Appili Therapeutics Inc., of Halifax, Nova Scotia, filed a prospectus supplement to its base shelf prospectus dated Sept. 19, 2019. The company has entered an agency agreement with a syndicate of agents led by Bloom Burton Securities Inc. and including Mackie Research Capital Corp., Industrial Alliance Securities Inc., Haywood Securities Inc. and Richardson GMP Ltd., on a best-efforts agency basis, involving about 11.2 million units at a price of CA$1.20 (US89 cents) per unit for gross proceeds of about CA$13.5 million. The company has also granted the agents an overallotment option to offer for sale that number of additional units equal to 15% of the units sold under the public offering and/or additional warrants equal to 15% of the number of warrants sold under the public offering (in each case excluding the overallotment option), exercisable at any time up to 30 days after the closing date.

Arch Therapeutics Inc., of Framingham, Mass., raised $1.4 million from long-term shareholders. As part of the capital raising, the company has issued a series I unsecured convertible note to several accredited current investors for the aggregate principal amount of $550,000. The notes accrue simple interest on unpaid principal at a rate of 10% per year.

Jazz Pharmaceuticals plc, of Dublin, said Jazz Investments I Ltd., its wholly owned subsidiary, intends to offer, subject to market conditions and other factors, $850 million in exchangeable senior notes due 2026 in a private offering to qualified institutional buyers. The issuer also expects to grant the initial purchasers of the notes a 13-day option to purchase up to an additional $150 million in notes. The notes will be exchangeable under certain circumstances for cash, ordinary shares of Jazz Pharmaceuticals or a combination thereof.

Kadmon Holdings Inc., of New York, raised $50 million through its at-the-market facility, including participation based on interest received from existing shareholders and new health care specialist institutional investors. The company sold about 11.1 million shares at then-prevailing market prices. With the closing of the transaction, the company is capitalized through the anticipated filing, approval and launch of belumosudil in chronic graft-vs.-host disease, Kadmon said.

Nanobiotix SA, of Paris, received financing approval from HSBC and Bpifrance for a total of €10 million (US$11.2 million) in the form of state-guaranteed loans. Each individual lender will provide a loan of €5 million with fixed interest rates of 0.25% and 1.75% per annum. The French government will guarantee 90% of the amounts due. Each loan has an initial term of one year. Repayment of the principal amount due may be further deferred at the option of the company until June 2025, Nanobiotix said.
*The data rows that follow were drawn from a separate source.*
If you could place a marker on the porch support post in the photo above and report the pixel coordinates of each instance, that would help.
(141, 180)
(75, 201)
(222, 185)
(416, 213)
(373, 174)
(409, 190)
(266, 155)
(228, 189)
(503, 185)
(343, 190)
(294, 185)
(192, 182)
Novo Holdings Ltd., of Hellerup, Denmark, said its REPAIR (Replenishing and Enabling the Pipeline for Anti-Infective Resistance) Impact Fund announced it has opened a new investment proposal round to life sciences companies developing new treatments to combat antimicrobial resistance. The window for submissions will be open from June 8 to July 31. Companies are invited to submit a non-confidential proposal, which will be presented to the fund's scientific selection board, and successful projects will be selected later in the year.

Pliant Therapeutics Inc., of South San Francisco, closed its IPO of about 10.3 million shares of common stock, which includes the exercise in full by the underwriters of their 30-day option to purchase up to about 1.3 million more shares, at a price of $16 per share, for gross proceeds of about $165.6 million. Citigroup, Cowen and Piper Sandler acted as joint book-running managers. Needham & Co. served as lead manager.

Rocket Pharmaceuticals Inc., of New York, said that on June 5, it signed a privately negotiated agreement with a holder of its outstanding 5.75% convertible senior notes due 2021. Rocket will exchange $7.5 million of the 2021 notes for $7.5 million aggregate principal amount of its newly issued 6.25% convertible senior notes due 2022 (an exchange ratio equal to one 2022 note per exchanged 2021 note) and an amount of cash equal to the accrued and unpaid interest, if any, on the exchanged 2021 notes from, and including, Feb. 1, 2020, to – but excluding – the closing date of the exchange transactions adjusted to take into account the unearned accrued interest on the 2022 notes from, and including, Feb. 20, 2020. The exchange transaction is expected to close on or about June 12.